There’s usually a line, especially around lunchtime, but it’s definitely worth it! With so many people to feed, all the calamari is freshly cooked and tastes wonderful.
If you’re in the mood for a full meal, you’ll be glad to know Bar la Campana also offers up a decent tapas menu with loads of little plates. But considering it’s so busy, you’ll have to be very lucky to get a table!
13. Awaken Your Senses at Ikono
An art gallery unlike anything you’ve ever seen before, Ikono invites you to experience art with all of your senses. Here you can see, touch, smell, taste, and hear your way around the exhibits, connecting with art in a totally unique way.
The interactive art gallery is found just in front of the Museo Reina Sofía and offers a more light-hearted experience if the previous gallery was a bit heavy for you. It will provide you with so much content for your Instagram feed you’ll be hitting publish for years!
You can take as many photos as you like. But for a professional look, take advantage of the gallery’s onsite photographer. They’ll send you the top-quality photos they took of you for free.

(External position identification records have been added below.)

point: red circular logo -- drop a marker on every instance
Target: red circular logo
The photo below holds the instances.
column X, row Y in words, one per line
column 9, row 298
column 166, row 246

Go swimming in a pool filled with blue balls, get lost in a room fit to burst with mirrors, and find yourself in a twist on The Last Supper, created by contemporary artist Ricardo Cavolo. From rooms filled with luminescent neon lights to spaces with countless pink bubbles and colorful confetti, there’s so much to explore here!

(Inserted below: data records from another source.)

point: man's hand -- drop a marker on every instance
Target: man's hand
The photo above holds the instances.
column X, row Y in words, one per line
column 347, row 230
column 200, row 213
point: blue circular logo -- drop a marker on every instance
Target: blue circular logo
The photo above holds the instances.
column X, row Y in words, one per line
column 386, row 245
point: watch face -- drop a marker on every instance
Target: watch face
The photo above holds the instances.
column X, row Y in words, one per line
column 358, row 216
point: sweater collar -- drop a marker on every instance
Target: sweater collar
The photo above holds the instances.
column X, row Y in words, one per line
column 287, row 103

14. Take It Easy at Parque Buen Retiro
When all the Madrid sightseeing gets to be too much for you, take the chance to relax at Parque Buen Retiro. The most well-known park in the city, Parque Buen Retiro was once exclusively for the use of Spanish royalty. Today, it’s totally free for everyone to enjoy.
From sprawling lawns, tree-lined pathways, and manicured flowerbeds to flowing fountains, pretty gazebos, and plenty of statues, you can take it easy and simply enjoy your surroundings here. Follow one of the many walking routes, have a relaxed picnic on the grass, and rent a boat to row across the lake.
One of the most obscure Madrid landmarks can be found in Parque Buen Retiro – the Fallen Angel. This statue is one of the few of Lucifer in the world. Here you’ll also find the oldest tree in Madrid, which was planted in 1633, as well as the Palacio de Cristal – a gorgeous palace made of iron and glass.
15. Gobble 12 Grapes at Nochevieja
One of the best things to do in Madrid if you visit over the holidays is to take part in the New Year’s Eve celebrations. Known in Spain as Nochevieja, New Year’s Eve is a huge event in Madrid, with bell ringing, live entertainment, street parties, and the ritual of the 12 grapes.
As the bells strike 12 times for midnight, it’s tradition to eat a grape for each strike. If you manage to eat 12 grapes before or on the final toll, you’ll have good luck for the new year.
It sounds a bit silly, but you’ll see loads of people doing it in the street. In the last week of December, you’ll even see individual tins of 12 grapes on sale in grocery stores, which are put together specifically for this tradition.
The best place to celebrate New Year’s Eve in Madrid is Puerta del Sol. This is where most people gather, and it’s where you’ll find the biggest, liveliest parties!
There you have it! The 15 best things to do in Madrid. What’s your favorite thing to do in Madrid?